In der Salzburger Trachtenwerkstätte Beurle weht ein frischer Wind. Die neue Inhaberin ist Bayerin mit spannender Familiengeschichte. Sie liebt Salzburg - und schöne Knöpfe.

Frischekick für Trachten Beurle
Frischekick für Trachten Beurle


Marlene Stocker trägt ein steirisches Dirndl und spricht eine bezaubernde Mischung aus bairischem Dialekt und einem Hauch Rumänisch. Wie ein Wirbelwind fegt die 45-Jährige durch die rundum erneuerte Trachtenwerkstätte Beurle in der Neutorstraße.

Vor einer Woche hat die Schneidermeisterin aus Bayern die renommierte Werkstätte von Georg Florens Traugott übernommen. Außen ist das Barockhaus unverändert geblieben, hinter den Mauern verpasste Stocker dem Gemäuer eine Rundumerneuerung.

Helle Möbel zieren den luftigen Verkaufsraum. Das Holz wurde weiß gebeizt, Spiegel lassen den Raum größer erscheinen. In den Regalen liegen Stoffe, Tücher und Filztaschen, die man nicht alle Tage sieht.
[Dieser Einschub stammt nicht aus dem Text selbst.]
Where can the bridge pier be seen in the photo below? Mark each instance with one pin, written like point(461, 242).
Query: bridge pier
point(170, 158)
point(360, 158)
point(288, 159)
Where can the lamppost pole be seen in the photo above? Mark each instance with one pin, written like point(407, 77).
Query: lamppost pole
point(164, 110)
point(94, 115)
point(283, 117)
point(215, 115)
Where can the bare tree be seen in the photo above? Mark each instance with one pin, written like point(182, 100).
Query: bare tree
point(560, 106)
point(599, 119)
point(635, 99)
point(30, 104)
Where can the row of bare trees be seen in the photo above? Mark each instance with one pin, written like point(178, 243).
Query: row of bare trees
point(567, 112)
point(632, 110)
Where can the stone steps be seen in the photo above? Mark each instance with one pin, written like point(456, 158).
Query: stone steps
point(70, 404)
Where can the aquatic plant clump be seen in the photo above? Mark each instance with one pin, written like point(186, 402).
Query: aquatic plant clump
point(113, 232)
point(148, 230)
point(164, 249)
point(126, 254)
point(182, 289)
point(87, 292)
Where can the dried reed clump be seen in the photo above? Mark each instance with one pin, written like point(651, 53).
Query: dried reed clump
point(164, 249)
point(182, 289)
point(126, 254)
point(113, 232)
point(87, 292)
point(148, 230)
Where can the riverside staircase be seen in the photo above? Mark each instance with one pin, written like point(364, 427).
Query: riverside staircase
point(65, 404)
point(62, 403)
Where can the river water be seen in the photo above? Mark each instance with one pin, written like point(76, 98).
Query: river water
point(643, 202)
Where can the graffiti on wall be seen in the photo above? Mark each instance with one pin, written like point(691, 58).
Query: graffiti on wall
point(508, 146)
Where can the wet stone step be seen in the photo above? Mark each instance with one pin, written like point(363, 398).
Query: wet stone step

Die Dirndl und Jacken tragen Stockers Handschrift - so auch die erneuerte Tanztracht mit schwingendem Rock, die Stocker nach historischen Vorlagen gefertigt hat.

"Ich bin sehr traditionsbewusst, aber ich schaue gern über den Tellerrand", sagt die neue Inhaberin. Eine Tracht müsse eine Tracht bleiben. "Aber man muss sie in die heutige Zeit bringen." Unverzichtbares Accessoire sind dabei Knöpfe. "Dafür habe ich eine Leidenschaft." Die Knöpfe an Stockers Trachtenjacke legen davon Zeugnis ab. Sie sind aus Büffelhorn, Holz und Perlmutt gefertigt. Ins Schwärmen bringen sie auch handbemalte Kokos- oder Pfirsichkernknöpfe.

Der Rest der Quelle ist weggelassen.